The interesting thing is that the whole second section, can be understood as a formal consequence of the elements presented in the first. Note that the second section is a formal crescendo in every way: sound accumulation (density) , exploration of the record, dynamics,… in short, it is a spiral that ends in a kind of relentless turbidity.
Consequently, we can schema the structure of the composition as follows:
1.- existence of a polar note (Mi)2.-
stubborn in the form of arborescent pedal (1st section)
3.- Rhythmic continuum in the form of a growing spiral.
Finally, this general review of Nuix’s work would not be fulfilled, without mentioning two facets that characterized it. On the one hand his side of performer, frequently performers of his own works (“L’Inizio” of 1986 for flute and magnetic tape, “Improvisation for tubes” of 1991 for six tubes of organ and magnetic tape) and also that of musician very interested and avested in electroacoustic music.

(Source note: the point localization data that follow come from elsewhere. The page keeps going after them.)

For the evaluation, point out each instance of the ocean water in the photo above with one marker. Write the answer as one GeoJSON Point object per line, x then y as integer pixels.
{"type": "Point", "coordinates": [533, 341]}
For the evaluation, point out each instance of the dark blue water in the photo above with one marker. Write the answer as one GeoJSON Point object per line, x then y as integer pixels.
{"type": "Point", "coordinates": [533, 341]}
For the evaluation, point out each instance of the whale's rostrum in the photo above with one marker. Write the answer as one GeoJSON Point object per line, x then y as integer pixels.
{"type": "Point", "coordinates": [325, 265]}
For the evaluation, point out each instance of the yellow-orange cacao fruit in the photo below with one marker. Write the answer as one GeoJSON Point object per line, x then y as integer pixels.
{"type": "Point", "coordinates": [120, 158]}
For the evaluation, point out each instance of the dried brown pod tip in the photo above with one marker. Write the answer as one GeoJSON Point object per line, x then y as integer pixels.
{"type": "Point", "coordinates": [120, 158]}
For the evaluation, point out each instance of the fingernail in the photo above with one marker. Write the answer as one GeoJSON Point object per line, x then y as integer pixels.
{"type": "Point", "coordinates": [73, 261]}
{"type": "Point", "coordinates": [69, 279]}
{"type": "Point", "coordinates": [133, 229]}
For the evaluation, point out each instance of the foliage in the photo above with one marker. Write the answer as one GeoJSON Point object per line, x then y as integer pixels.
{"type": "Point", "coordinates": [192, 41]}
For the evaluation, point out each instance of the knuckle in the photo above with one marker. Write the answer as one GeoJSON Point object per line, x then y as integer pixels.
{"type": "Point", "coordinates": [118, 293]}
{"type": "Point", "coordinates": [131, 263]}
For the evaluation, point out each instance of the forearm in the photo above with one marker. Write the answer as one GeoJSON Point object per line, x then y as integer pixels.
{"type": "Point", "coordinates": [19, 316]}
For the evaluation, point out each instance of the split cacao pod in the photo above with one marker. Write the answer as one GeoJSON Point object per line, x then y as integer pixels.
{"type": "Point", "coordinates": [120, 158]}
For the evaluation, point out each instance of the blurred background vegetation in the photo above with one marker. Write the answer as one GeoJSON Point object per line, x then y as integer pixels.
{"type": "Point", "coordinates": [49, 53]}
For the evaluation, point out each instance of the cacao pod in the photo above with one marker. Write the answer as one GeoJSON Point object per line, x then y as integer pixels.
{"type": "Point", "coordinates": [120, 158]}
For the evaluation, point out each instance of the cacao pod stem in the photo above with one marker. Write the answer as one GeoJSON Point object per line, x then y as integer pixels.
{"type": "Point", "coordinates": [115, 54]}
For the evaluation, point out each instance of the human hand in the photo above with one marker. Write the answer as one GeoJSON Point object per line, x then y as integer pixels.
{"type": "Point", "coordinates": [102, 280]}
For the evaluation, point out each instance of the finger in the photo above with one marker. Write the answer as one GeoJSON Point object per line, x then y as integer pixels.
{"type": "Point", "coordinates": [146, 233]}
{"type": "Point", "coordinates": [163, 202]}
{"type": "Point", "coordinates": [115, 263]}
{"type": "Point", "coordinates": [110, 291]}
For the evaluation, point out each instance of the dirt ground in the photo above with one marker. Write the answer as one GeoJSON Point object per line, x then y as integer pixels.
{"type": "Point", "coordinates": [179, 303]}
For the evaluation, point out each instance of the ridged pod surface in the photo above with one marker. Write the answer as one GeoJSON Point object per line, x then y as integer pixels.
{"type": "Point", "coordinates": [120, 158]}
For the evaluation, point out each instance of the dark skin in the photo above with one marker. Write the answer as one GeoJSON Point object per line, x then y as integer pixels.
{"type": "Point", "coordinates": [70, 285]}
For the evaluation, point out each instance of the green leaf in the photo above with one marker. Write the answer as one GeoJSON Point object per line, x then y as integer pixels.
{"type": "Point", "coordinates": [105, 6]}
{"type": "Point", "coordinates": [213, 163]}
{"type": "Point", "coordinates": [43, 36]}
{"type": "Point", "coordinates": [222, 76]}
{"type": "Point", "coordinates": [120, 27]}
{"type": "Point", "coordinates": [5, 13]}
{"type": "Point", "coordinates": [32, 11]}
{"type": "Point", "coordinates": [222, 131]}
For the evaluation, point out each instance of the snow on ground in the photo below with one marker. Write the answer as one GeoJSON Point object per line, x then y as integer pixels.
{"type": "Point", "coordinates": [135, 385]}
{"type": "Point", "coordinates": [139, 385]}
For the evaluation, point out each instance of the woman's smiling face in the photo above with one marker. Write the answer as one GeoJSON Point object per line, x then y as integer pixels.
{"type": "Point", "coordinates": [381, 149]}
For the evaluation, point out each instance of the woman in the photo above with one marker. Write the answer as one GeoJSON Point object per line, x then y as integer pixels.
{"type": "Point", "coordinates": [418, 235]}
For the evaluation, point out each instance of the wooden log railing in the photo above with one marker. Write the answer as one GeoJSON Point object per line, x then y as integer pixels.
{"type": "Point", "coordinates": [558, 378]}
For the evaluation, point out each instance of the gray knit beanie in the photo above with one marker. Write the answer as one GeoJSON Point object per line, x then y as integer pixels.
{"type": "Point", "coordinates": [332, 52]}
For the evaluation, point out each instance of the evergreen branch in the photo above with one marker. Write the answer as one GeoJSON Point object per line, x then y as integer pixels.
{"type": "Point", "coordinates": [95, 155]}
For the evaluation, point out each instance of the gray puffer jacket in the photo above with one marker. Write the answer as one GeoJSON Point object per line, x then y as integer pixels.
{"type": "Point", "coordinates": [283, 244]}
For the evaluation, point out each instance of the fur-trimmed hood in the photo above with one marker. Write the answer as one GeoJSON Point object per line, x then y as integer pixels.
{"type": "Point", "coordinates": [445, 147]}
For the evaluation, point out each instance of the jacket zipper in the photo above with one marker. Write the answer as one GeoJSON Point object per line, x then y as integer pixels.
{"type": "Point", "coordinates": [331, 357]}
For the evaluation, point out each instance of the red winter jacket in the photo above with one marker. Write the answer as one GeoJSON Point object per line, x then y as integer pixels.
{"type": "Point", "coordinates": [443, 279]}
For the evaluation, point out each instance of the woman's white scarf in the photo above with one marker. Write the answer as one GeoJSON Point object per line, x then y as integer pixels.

“L’Inizio” is most likely the most representative of the works of nuix’s first creative period (for this reason it is the one included in the CD attached to the magazine). It is a curious foray of Nuix in the music “program” made twinning the acoustic and electronic means. Based on the theory of the “Big Bang”, it describes the origin of the universe until the emergence of man, freely making free-mindedness to all intermediate evolution (creation of galaxies, planets, appearance of life, etc…). Nuix hitself told us that the durations of the different stages had not been strictly respected so as not to sacrifice musical interest. The tape part is a very fine work, since we are talking about exclusively analog media where they appear from properly electronic textures to recorded instrumental and vocal sounds. After an initial sound snap, a long introduction of the tape gives way to the entrance of the instrumental part that is articulated very freely with the use of resources characteristic of the contemporary writing of the flute: wind sounds, multiphonics, whistle-tons, etc… Throughout the work (with an estimated duration of about 17 minutes) accused symbolisms are discovered with certain programmatic facts. For example, the appearance of life is well meant by sounds of water on the tape and that of man by percuded sounds.
Nuix’s interest in the sound of organ tubes gave rise to “Improvisation for tubes”, a masterful integration of instrumental and electroacoustic action, exquisitely constructed from various materials that evolve from a more climatic and reflective introductory part to a climax to which an almost tribal stubbornness will lead us (by reference to collective rhythms , which will then be diluted in one of the most beautiful sound constructions of recent electroacoustic music.
I want to finish this modest approach to the personality and work of friend Jep Nuix with one last quote of his that refers to the indiscriminate use of music as an element of funds in public places, transport, restaurants, etc.. another aspect on which Nuix manifested himself on several occasions: “Because I love music I ask them for some Silence.”
And in this silence we will always have them ringing in our memory.
This article could not have seen the light without the data provided by different people, but especially without the collaboration of Isis Puig. His collaboration and help in the search for materials (the annex catalogue is entirely a compilation of Isis Puig) and his memories and experiences have been the essential counterpoint to the elaboration of this brief similarity of the work and personality of Jep Nuix.